To analyze the data, we used generalized linear mixed-effects models (GLMM) to avoid pseudoreplication by accounting for multiple responses measured for the different individuals and to handle non-normally distributed data by using link functions and exponential family distributions (e.g., binomial). We applied the GLMM with a binomial error structure to test our hypothesis regarding the differential usage of single gestures and their combinations with facial expressions by analyzing the context in which these were used and the combined effect of these factors on the response behavior of the recipient. We used the response of the recipient as response variable, which was binarily coded as affiliative or non-affiliative. As the factors gesture, facial expression and context have multiple levels, we included the combination of the three factors per data point as a random effect into the model (see Raw Data file provided with this manuscript for the model formula). To test for a possible effect of signal combination and context on the recipient’s response, we compared two models, one with the combination included and one without, by using a likelihood ratio test (LRT; Barr et al., 2013; Dobson & Barnett, 2008), available as R function “anova,” package “stats.”
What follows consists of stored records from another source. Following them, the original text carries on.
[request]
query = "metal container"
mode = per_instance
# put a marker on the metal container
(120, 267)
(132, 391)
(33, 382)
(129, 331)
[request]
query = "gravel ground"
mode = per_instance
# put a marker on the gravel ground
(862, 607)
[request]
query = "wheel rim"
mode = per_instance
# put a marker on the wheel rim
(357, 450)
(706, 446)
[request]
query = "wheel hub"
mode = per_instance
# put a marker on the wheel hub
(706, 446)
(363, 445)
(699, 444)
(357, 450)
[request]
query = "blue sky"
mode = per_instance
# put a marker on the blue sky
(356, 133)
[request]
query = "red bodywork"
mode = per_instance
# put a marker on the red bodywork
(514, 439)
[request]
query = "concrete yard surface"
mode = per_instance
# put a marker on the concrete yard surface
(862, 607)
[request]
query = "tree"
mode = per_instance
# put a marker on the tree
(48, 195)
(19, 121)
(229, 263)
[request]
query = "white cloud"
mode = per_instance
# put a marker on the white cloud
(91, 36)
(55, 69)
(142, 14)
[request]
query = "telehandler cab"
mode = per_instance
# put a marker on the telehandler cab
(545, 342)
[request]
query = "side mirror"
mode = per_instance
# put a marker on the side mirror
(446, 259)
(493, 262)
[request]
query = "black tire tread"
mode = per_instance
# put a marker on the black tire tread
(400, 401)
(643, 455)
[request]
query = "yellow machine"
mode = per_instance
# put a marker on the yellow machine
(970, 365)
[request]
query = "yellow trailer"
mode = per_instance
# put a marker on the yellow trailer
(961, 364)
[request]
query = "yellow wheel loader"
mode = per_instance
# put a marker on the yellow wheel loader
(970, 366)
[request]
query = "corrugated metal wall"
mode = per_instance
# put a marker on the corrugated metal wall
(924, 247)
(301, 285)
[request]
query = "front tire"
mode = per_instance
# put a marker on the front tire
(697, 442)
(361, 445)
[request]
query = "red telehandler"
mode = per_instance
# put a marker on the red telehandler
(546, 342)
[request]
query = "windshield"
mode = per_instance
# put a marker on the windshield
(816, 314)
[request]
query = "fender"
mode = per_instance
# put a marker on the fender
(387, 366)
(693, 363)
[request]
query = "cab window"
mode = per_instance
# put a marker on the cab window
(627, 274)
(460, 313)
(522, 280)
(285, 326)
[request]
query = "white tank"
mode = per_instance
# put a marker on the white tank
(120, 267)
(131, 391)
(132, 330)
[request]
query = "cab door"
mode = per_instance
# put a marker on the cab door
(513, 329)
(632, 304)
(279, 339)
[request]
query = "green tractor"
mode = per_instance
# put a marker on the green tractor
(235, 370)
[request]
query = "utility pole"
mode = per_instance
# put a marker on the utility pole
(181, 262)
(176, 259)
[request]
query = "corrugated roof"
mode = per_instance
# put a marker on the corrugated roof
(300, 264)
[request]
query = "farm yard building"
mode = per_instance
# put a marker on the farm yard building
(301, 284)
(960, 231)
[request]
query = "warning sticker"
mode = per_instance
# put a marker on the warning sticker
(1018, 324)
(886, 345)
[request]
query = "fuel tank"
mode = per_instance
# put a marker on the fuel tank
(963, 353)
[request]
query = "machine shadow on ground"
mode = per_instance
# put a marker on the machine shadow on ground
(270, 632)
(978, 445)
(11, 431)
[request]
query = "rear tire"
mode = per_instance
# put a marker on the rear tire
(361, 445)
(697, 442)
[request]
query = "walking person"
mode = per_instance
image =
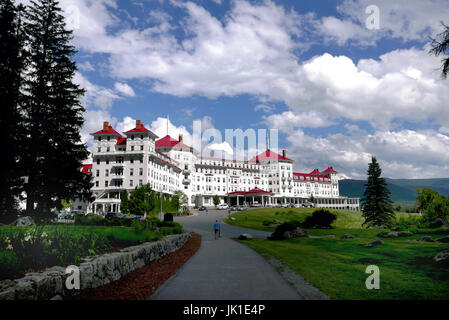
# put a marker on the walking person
(217, 229)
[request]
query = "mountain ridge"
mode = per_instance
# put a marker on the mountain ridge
(401, 189)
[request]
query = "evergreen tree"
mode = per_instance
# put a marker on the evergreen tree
(54, 114)
(440, 46)
(12, 61)
(376, 203)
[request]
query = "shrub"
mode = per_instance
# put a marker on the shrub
(321, 219)
(411, 221)
(278, 233)
(268, 222)
(9, 265)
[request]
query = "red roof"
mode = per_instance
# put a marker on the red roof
(109, 131)
(86, 168)
(142, 129)
(252, 191)
(329, 170)
(168, 141)
(269, 155)
(121, 142)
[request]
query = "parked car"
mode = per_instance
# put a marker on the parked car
(308, 204)
(115, 215)
(137, 217)
(222, 206)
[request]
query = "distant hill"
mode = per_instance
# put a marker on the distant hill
(401, 189)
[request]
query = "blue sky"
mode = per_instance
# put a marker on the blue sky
(337, 91)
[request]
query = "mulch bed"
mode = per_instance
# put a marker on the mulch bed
(141, 283)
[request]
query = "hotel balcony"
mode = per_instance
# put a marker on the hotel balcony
(118, 165)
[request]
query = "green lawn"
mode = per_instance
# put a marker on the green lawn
(337, 267)
(254, 218)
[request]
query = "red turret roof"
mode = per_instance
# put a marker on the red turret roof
(252, 191)
(269, 155)
(168, 141)
(121, 142)
(329, 170)
(141, 129)
(109, 131)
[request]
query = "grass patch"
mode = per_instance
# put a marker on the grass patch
(337, 267)
(255, 218)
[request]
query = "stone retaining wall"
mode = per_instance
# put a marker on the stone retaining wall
(93, 271)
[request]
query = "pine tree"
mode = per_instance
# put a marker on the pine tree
(54, 114)
(376, 203)
(12, 63)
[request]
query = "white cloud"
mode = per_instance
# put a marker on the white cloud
(404, 19)
(402, 154)
(264, 108)
(224, 146)
(86, 66)
(96, 96)
(287, 121)
(124, 89)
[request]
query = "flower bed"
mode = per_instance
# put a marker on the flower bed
(24, 249)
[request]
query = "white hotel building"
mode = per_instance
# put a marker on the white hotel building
(167, 164)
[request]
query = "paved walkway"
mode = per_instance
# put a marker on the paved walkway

Additionally, we included the sex of the initiator and recipient, the rank relationship of the interacting individuals (whether the single signal or combination was directed toward a lower or higher-ranking individual) and the chimpanzee group (1 vs. 2), as well as the year of data collection (2015 vs. 2016) to control for an influence of the changed group composition. Furthermore, to control for pseudo-replication due to repeated sampling from the same individual, we included the IDs of the dyad in addition to the initiator and recipient as random factors into the model (Crawley, 2002). We fitted the model in R Development Core Team (2017) using the function “glmer” from the R package “lme4” (Bates et al., 2015). As we were mainly interested in the random effect “signal combination,” we checked the assumption of a normally distributed variance of the random effects and found no violation. To secure model validity with regard to the fixed effects, we additionally checked the model stability by excluding each level of the random effects one at a time from the data set and compared the model estimates derived for these data with those derived for the full data set. This indicated no influential cases. We also calculated variance inflation factors (VIF; Field, 2005) using the function “vif” of the R-package “car” (Fox & Weisberg, 2018) applied to a standard linear model excluding the random effects, which revealed no collinearity in the data (largest VIF = 1.497). We considered p-values ≤ 0.05 to be significant and p-values > 0.05 and < 0.1 as trend.


The data set consisted of a total of 252 events. From these, 103 events (41%) were observed in group 1 and 149 events (59%) in group 2. From the total of 252 instances, 70 (28%) gestures occurred with a neutral face. The remaining 182 instances (72%) represented combinations of a gesture with a facial expression (31 bared teeth facial expressions; 77 funneled lip expressions). From all events, in 142 (62 in group 1 and 80 in group 2) instances (56%) the SG gesture was used and in 110 (41 in group 1 and 69 in group 2) instances (44%) the BG gesture was used.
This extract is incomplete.